Just before dusk, I’m running along the rail trail, where train tracks once lay, when a woman steps out of the brushy woods, puts her hand over her chest, and gasps.
I’ve frightened her. She’s dressed in hunter’s orange and holds a rifle pressed against her body.
I stop. There’s no one else around, and I have the sudden terrible feeling that I’m in the wrong place at the wrong time. I’m wearing the ripped blue sweatshirt and knitted cap I always wear.
It’s hunting season, and I should be wearing orange. She looks angrily at me. I nod, edge away, and then keep on with my run. On this run, I’m mostly worried about a skinny dog at the one house I pass — a creature who doubtlessly is harmless. I run through the thick woods between the highway and the Lamoille River, snaking through its bends. It hasn’t escaped me how the wilderness presses right up against the village where I live, in acres upon acres of woods where I hardly ever see anyone.
On my way back, I again meet this woman with a florescent pink mask over her lower face. I’ve seen no one else, save the dog, and I slow to a walk again and apologize for not wearing brighter colors.
Jesus, she says and keeps walking.
Not long after, back in the village, the twilight drifts down like a gray snowstorm. My daughter’s school is closing again, perhaps opening in December, but maybe not. All around us, the pandemic continues to upend lives, through loss of in-person schooling, jobs and childcare, and the widening gulfs of isolation.

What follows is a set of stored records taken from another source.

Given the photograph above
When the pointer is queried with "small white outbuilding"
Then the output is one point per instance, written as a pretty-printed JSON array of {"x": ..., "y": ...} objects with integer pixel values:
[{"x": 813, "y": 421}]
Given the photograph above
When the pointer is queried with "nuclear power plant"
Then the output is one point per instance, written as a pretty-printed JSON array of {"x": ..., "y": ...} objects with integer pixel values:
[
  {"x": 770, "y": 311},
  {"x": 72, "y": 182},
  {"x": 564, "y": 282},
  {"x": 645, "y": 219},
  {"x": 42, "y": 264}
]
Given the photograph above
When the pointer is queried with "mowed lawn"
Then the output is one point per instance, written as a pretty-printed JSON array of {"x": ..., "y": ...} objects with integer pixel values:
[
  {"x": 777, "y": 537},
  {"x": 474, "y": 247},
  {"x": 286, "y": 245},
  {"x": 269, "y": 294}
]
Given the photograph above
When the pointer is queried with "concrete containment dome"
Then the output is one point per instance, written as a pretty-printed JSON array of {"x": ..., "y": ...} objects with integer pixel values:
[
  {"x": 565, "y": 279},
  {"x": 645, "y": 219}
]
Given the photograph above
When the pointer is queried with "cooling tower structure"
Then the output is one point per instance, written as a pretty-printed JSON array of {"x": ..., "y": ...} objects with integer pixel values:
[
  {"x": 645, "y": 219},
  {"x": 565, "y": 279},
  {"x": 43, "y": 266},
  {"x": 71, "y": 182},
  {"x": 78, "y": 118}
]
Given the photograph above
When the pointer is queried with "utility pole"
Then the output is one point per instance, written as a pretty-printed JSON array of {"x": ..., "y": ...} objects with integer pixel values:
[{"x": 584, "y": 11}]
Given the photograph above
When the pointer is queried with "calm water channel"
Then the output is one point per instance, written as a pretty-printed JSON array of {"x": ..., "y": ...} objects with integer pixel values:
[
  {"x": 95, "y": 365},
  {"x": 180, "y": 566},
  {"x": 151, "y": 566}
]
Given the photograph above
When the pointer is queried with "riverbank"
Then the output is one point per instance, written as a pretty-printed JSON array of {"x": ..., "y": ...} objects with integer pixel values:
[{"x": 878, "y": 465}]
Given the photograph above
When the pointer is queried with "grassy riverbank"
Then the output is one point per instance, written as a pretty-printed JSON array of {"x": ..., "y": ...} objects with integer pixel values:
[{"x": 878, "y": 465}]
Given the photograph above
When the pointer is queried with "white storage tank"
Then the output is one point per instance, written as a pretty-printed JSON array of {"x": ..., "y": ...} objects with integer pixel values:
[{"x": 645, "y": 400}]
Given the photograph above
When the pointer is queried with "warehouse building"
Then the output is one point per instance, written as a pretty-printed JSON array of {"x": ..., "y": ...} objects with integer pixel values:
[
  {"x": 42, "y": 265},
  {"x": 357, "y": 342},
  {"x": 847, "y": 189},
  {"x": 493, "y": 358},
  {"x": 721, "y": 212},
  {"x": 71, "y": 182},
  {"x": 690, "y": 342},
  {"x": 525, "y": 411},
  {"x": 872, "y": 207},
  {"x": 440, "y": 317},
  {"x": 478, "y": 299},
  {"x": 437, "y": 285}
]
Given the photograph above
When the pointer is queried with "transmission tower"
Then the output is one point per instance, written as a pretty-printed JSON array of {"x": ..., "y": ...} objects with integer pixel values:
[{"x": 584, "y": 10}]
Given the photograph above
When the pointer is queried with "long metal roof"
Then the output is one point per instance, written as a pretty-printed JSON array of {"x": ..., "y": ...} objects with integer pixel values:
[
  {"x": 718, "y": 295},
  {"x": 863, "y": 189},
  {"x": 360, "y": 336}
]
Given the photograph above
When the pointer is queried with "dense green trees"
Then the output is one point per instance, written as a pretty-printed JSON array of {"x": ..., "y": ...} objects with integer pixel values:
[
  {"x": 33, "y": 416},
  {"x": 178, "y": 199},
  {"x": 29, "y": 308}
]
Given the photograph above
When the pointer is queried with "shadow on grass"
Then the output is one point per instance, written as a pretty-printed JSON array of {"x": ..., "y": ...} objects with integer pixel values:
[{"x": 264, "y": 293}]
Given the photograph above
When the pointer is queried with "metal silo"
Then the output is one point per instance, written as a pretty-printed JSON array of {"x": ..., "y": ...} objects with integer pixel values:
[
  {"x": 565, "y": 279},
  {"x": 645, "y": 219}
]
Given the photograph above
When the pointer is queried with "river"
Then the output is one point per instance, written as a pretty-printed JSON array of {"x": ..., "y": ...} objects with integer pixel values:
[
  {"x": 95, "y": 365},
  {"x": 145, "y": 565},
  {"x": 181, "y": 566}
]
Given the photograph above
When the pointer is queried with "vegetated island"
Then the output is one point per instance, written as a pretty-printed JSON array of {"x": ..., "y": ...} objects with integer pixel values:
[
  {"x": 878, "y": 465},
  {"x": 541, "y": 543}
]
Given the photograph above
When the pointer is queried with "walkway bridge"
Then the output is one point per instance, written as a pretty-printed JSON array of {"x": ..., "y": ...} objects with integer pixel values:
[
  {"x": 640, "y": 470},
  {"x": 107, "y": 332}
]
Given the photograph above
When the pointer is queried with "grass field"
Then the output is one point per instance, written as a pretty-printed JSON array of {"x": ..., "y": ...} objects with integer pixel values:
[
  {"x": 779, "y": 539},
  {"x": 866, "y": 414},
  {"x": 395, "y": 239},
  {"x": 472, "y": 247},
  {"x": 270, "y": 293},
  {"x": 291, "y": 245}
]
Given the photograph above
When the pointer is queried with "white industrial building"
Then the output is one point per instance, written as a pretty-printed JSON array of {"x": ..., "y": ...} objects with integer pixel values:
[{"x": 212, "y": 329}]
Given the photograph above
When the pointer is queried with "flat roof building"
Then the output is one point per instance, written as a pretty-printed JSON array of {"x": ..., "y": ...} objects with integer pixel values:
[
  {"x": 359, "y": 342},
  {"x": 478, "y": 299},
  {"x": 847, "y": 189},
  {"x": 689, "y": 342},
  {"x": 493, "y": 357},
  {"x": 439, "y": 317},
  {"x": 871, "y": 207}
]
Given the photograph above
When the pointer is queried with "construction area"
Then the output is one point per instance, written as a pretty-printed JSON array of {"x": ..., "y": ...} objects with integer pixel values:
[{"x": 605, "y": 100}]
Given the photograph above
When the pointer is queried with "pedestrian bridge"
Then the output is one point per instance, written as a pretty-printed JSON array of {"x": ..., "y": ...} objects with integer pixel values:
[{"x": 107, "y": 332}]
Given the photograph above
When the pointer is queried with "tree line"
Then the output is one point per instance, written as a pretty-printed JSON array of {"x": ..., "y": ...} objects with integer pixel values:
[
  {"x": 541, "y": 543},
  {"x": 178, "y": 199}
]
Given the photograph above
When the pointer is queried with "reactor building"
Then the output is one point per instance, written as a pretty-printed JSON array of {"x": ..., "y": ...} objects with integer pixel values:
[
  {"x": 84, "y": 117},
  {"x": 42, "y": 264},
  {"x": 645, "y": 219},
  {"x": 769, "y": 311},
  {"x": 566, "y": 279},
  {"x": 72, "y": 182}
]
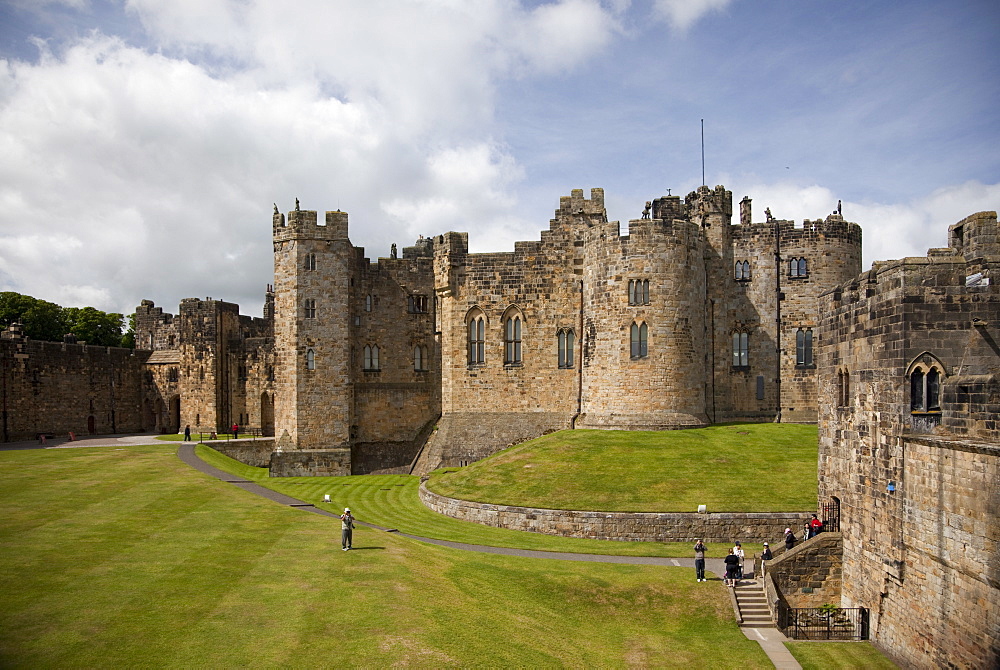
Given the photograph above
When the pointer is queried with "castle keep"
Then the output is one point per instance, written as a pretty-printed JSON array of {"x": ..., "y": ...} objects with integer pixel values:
[{"x": 437, "y": 356}]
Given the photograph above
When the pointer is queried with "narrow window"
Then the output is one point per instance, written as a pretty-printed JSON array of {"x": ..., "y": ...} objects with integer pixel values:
[
  {"x": 741, "y": 353},
  {"x": 933, "y": 390},
  {"x": 512, "y": 340},
  {"x": 371, "y": 357},
  {"x": 477, "y": 340},
  {"x": 639, "y": 340},
  {"x": 566, "y": 340},
  {"x": 803, "y": 347},
  {"x": 917, "y": 391}
]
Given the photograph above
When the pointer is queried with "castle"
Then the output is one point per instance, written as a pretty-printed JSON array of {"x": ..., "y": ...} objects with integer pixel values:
[{"x": 440, "y": 357}]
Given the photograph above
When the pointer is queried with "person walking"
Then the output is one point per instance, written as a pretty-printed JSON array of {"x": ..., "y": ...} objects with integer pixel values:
[
  {"x": 738, "y": 551},
  {"x": 732, "y": 568},
  {"x": 346, "y": 528},
  {"x": 699, "y": 560}
]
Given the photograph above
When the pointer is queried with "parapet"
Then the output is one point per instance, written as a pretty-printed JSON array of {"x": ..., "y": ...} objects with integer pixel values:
[{"x": 304, "y": 224}]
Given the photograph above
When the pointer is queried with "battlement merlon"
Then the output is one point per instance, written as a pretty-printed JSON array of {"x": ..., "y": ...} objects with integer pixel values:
[
  {"x": 304, "y": 224},
  {"x": 575, "y": 204}
]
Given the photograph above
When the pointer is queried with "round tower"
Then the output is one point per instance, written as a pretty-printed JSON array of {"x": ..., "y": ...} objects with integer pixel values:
[
  {"x": 313, "y": 393},
  {"x": 644, "y": 326}
]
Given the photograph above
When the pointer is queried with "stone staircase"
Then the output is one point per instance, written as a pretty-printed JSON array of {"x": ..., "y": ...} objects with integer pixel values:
[{"x": 752, "y": 604}]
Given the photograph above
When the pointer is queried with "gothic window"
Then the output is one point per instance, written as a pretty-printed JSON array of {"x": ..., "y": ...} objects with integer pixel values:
[
  {"x": 843, "y": 388},
  {"x": 566, "y": 339},
  {"x": 925, "y": 390},
  {"x": 797, "y": 267},
  {"x": 741, "y": 349},
  {"x": 638, "y": 291},
  {"x": 639, "y": 337},
  {"x": 416, "y": 304},
  {"x": 371, "y": 358},
  {"x": 803, "y": 348},
  {"x": 512, "y": 337},
  {"x": 477, "y": 337}
]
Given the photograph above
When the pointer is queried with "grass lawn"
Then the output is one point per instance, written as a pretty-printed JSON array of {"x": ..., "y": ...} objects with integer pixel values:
[
  {"x": 391, "y": 501},
  {"x": 127, "y": 557},
  {"x": 759, "y": 467},
  {"x": 839, "y": 656}
]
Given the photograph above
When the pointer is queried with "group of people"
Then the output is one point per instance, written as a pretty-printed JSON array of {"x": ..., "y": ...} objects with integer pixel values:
[{"x": 735, "y": 558}]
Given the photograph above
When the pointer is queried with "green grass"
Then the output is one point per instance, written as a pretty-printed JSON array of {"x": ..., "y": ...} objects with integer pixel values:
[
  {"x": 391, "y": 501},
  {"x": 839, "y": 656},
  {"x": 730, "y": 468},
  {"x": 126, "y": 557}
]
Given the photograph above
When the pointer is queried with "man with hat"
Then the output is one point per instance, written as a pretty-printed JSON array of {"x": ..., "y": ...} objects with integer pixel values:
[{"x": 346, "y": 528}]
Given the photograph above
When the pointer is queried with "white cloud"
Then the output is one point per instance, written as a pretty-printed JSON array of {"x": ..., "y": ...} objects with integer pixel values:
[{"x": 682, "y": 14}]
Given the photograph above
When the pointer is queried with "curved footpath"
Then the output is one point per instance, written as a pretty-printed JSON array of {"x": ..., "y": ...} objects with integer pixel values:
[{"x": 770, "y": 639}]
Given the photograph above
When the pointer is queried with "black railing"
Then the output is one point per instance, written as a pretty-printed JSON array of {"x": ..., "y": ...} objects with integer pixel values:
[{"x": 823, "y": 623}]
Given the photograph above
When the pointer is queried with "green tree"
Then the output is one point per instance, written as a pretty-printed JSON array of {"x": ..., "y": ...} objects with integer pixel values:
[{"x": 94, "y": 326}]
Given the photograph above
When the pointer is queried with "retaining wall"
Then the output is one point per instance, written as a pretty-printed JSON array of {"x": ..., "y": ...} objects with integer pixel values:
[{"x": 623, "y": 526}]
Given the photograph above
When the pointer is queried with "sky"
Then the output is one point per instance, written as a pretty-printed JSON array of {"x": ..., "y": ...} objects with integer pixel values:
[{"x": 143, "y": 142}]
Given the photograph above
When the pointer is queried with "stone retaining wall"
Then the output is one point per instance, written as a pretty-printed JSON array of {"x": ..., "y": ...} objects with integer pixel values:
[
  {"x": 623, "y": 526},
  {"x": 256, "y": 453}
]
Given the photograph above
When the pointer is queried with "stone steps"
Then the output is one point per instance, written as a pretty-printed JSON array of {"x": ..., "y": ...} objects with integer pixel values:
[{"x": 752, "y": 603}]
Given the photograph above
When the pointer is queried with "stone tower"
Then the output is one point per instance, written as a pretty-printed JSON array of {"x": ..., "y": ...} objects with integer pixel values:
[{"x": 312, "y": 284}]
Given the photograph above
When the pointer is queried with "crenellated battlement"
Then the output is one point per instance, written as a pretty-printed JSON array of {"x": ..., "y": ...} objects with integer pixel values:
[{"x": 305, "y": 224}]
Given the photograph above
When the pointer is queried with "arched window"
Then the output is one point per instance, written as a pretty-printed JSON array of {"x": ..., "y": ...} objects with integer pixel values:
[
  {"x": 566, "y": 339},
  {"x": 803, "y": 348},
  {"x": 639, "y": 337},
  {"x": 741, "y": 349},
  {"x": 371, "y": 357},
  {"x": 477, "y": 337},
  {"x": 512, "y": 340}
]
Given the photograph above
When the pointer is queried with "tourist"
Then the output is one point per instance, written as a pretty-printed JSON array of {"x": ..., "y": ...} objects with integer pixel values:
[
  {"x": 732, "y": 568},
  {"x": 738, "y": 552},
  {"x": 346, "y": 528},
  {"x": 699, "y": 560},
  {"x": 815, "y": 527}
]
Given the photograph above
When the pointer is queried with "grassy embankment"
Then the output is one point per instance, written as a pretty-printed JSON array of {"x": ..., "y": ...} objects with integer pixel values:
[{"x": 126, "y": 557}]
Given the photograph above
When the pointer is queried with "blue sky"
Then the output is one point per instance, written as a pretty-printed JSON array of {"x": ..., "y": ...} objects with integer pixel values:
[{"x": 145, "y": 141}]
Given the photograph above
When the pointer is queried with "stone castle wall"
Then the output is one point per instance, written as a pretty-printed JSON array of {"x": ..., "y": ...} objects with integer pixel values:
[
  {"x": 58, "y": 388},
  {"x": 916, "y": 479},
  {"x": 621, "y": 526}
]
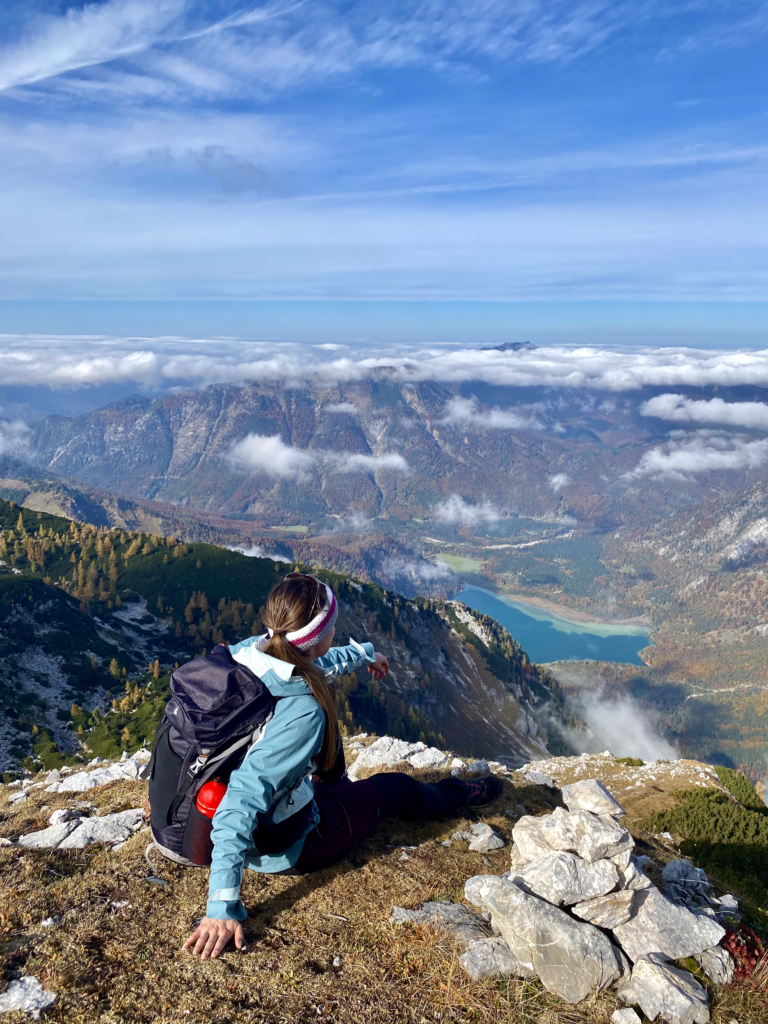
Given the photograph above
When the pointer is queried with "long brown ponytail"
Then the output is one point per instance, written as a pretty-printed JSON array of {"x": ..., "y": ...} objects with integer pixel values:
[{"x": 290, "y": 606}]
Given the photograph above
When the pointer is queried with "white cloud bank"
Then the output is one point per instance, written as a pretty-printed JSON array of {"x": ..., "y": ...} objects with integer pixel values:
[
  {"x": 269, "y": 455},
  {"x": 558, "y": 481},
  {"x": 456, "y": 509},
  {"x": 66, "y": 361},
  {"x": 699, "y": 453},
  {"x": 679, "y": 409},
  {"x": 12, "y": 433},
  {"x": 465, "y": 413}
]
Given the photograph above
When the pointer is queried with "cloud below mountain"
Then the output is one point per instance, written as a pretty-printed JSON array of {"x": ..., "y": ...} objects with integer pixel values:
[
  {"x": 456, "y": 509},
  {"x": 12, "y": 433},
  {"x": 58, "y": 361},
  {"x": 466, "y": 413},
  {"x": 622, "y": 726},
  {"x": 558, "y": 481},
  {"x": 341, "y": 409},
  {"x": 680, "y": 409},
  {"x": 270, "y": 455}
]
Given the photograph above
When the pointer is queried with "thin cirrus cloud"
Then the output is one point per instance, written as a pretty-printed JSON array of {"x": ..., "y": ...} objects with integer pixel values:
[
  {"x": 466, "y": 413},
  {"x": 126, "y": 173},
  {"x": 457, "y": 509},
  {"x": 270, "y": 456},
  {"x": 284, "y": 45},
  {"x": 679, "y": 409},
  {"x": 702, "y": 452}
]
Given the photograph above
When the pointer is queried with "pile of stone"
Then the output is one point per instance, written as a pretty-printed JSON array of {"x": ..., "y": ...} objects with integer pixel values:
[
  {"x": 688, "y": 886},
  {"x": 102, "y": 774},
  {"x": 577, "y": 910},
  {"x": 387, "y": 752},
  {"x": 72, "y": 828}
]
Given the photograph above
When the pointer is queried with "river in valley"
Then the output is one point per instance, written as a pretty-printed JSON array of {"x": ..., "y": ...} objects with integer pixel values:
[{"x": 548, "y": 637}]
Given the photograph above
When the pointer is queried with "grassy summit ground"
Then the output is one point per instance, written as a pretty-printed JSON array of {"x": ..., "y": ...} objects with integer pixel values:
[{"x": 320, "y": 947}]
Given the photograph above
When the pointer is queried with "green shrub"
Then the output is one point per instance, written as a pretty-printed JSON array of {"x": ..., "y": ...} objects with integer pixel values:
[
  {"x": 728, "y": 841},
  {"x": 740, "y": 787}
]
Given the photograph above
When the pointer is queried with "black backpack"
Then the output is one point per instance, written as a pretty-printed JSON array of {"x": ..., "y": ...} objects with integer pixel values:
[{"x": 217, "y": 712}]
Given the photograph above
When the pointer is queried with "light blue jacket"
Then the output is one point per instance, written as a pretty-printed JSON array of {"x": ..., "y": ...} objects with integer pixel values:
[{"x": 275, "y": 773}]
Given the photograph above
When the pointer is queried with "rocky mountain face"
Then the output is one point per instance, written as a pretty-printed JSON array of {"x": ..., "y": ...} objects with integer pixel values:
[{"x": 83, "y": 611}]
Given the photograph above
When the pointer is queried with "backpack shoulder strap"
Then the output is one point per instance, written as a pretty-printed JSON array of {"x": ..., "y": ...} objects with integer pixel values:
[{"x": 159, "y": 733}]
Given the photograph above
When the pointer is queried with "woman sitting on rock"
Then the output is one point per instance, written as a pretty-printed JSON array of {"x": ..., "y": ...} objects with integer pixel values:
[{"x": 311, "y": 825}]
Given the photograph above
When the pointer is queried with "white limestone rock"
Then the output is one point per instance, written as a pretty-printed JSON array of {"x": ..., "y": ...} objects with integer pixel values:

Walking back through town, I admire the holiday lights turning on as the darkness filters down — lights of all colors and blown-up snowmen and reindeer. The day has been unseasonably warm for November. Take this in, I think. And next time, bring a mask and wear orange, too.
“Writing often reveals us to ourselves, lets us name what’s important to us and what has been silent or silenced inside us.”
― Gregory Orr
8 thoughts on “Friday Run”
When I lived in Maine, this was always a concern. One woman was shot and killed while in her back yard by a hunter. She had on white mittens which the hunter mistook for the flick of a deer’s tail. Please do remember your orange.
This is a really unfortunate story. Thanks for the reminder to be careful!
Sometimes excitement gets the best of inexperienced hunters.
I’m sure it took a while for your heart to get back to normal! A good reminder to all that the virus is not the only thing out there to maneuver around!
Oops in my anger I commented on the wrong post. If a hunter screws up and kills someone it should be treated as murder because the intent was to kill. That Maine story above makes me sick to my stomach.
Have been on both sides of the equation as both hunter and as someone who spends time in the woods as a non-hunter, I have to say that anyone who mistakes a human for a deer no matter what the hell they’re wearing is not someone who should own a firearm.
‘Jesus’ is how she responded to you so generously apologizing to her? What an unpleasant person. I forgot about that (for me) dark side of being in the woods. Yes, please stay safe.
Scary moment…thankful for your writing. It’s always beautiful.